Probability Definitions • Sample space: the collection of all possible outcomes of a random circumstance • A simple event is one outcome in the sample space. • An event is a collection of one or more simple events (outcomes) in the sample space. ** what are the random circumstances of the examples? ** what are the sample space/simple event/event of the examples?
Probability of a Simple Event • Between 0 and 1 • The sum of the probabilities over all possible simple events is 1 ** examples of probability of an “equally likely” simple event
Probability of an Event • The sum of the probabilities of simple events in the event ** Revisit the examples and find the events & their probabilities
Complementary Events • One event is the complement of another event if the two events do not contain any of the same outcomes, and together they cover the entire sample space. ** get hired in 3 months or not ** traffic jam or not ** heads or tails
Mutually Exclusive Events • Two events are mutually exclusive if they do not contain any of the same outcomes. They are also called disjoint. Q: Are an event and its complement mutually exclusive? ** examples:
Independent Events • Two events are independent if the probability that one event occurs stays the same, no matter whether or not the other event occurs.
Conditional Probability • The conditional probability of the event B given the event A, denoted P(B|A), is the long-run relative frequency with which event B occurs when circumstances are such that event A also occurs. ** event A = age 21+; event B = female ** Ask students for age and find P(B|A)

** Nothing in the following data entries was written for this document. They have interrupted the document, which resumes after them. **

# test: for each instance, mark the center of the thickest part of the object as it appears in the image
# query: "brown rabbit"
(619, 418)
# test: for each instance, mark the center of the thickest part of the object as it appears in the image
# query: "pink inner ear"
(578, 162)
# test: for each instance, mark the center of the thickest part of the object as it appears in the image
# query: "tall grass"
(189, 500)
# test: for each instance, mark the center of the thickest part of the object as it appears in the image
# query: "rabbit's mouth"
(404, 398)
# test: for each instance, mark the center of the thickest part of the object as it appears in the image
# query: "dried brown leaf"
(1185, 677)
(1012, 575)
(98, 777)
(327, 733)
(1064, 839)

Basic Rules for Finding Probabilities • P(A or B) = P(A) + P(B) - P(A and B) • P(A and B) = P(A)P(B|A) ** P(B|A) = P(A and B)/P(A) ** P(A and B) for disjoint events and for independent events
Steps for Finding Probabilities • Identify random circumstance • Identify the sample space • Assign whatever probabilities you know • Specify the event for which the probability is wanted • Use the probabilities from step 3 and the probability rules to find the probability of interest
Tools for Finding Probabilities • When conditional or joint probabilities are known for two events Two-way tables • For a sequence of events, when conditional probabilities for events based on previous events are known Tree diagrams
Strategies for Finding Complicated Probabilities • >2 independent events: P(A1 and A2 … and Ak) = P(A1)P(A2)…P(Ak) • Bayes Rule:
Example: • People are classified into 8 types. For instance, Type 1 is “Rationalist” and applies to 15% of men and 8% of women. Type 2 is “Teacher” and applies to 12% of men and 14% of women. Each person fits one and only one type.
What is the probability that a randomly selected male is “Rationalist”? “Teacher”? Both? • What is the probability that a randomly selected female is not a “Teacher”?

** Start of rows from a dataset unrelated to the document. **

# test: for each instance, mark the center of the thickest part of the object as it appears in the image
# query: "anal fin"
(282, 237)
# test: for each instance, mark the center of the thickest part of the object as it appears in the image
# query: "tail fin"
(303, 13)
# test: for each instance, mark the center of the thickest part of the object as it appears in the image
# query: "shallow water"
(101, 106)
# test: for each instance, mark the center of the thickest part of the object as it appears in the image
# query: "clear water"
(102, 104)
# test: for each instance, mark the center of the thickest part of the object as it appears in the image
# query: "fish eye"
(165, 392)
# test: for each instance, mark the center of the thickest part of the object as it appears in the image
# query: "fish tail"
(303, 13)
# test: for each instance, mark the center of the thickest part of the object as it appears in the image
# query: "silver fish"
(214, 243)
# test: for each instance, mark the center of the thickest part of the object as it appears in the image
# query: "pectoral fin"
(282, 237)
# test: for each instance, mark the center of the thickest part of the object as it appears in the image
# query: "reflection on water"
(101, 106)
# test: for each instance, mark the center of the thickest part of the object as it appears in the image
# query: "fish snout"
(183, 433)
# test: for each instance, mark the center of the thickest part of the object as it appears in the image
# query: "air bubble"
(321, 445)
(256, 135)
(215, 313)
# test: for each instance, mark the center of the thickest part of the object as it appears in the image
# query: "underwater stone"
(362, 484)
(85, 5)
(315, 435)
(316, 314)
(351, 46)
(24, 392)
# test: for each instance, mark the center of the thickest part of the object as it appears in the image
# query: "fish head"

Suppose college roommates have a particularly hard time getting along with each other if they are both “Rationalists.” A college randomly assigns roommates of the same sex. What proportion of male roommate pairs will have this problem? What proportion of female roommate pairs will have this problem? Assuming that half of college roommate pairs are male and half are female. What proportion of all roommate pairs will have this problem?

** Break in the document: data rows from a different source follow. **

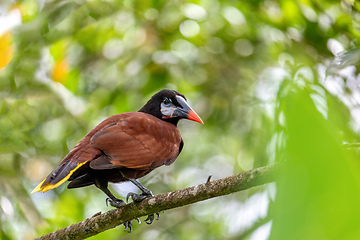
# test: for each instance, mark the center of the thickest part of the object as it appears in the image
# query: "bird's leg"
(139, 197)
(114, 201)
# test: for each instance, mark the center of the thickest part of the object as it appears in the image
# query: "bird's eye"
(167, 101)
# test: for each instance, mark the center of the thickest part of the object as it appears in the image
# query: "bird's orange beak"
(185, 111)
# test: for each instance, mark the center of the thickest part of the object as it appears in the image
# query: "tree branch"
(110, 219)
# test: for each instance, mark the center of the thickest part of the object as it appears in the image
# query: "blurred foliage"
(272, 80)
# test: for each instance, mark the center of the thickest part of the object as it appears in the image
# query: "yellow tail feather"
(48, 186)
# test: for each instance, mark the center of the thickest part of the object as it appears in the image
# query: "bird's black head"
(170, 106)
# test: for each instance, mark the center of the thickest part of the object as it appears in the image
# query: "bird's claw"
(115, 202)
(128, 225)
(151, 218)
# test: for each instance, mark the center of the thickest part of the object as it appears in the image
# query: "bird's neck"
(156, 113)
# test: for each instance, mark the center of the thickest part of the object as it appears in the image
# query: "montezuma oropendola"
(125, 147)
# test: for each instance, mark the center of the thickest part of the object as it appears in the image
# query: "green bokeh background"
(274, 81)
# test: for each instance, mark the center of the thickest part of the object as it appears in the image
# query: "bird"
(126, 147)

A psychologist has noticed that “Teachers” and “Rationalists” get along particularly well with each other, and she thinks they tend to marry each other. One of her colleagues disagrees and thinks that the “types” of spouses are independent of each other. • If the “types” are independent, what is the probability that a randomly selected married couple would consist of one “Rationalist” and one “Teacher”? • In surveys of thousands of randomly selected married couples, she has found that about 5% of them have one “Rationalist” and one “Teacher.” Does this contradict her colleague’s theory that the types of spouses are independent of each other?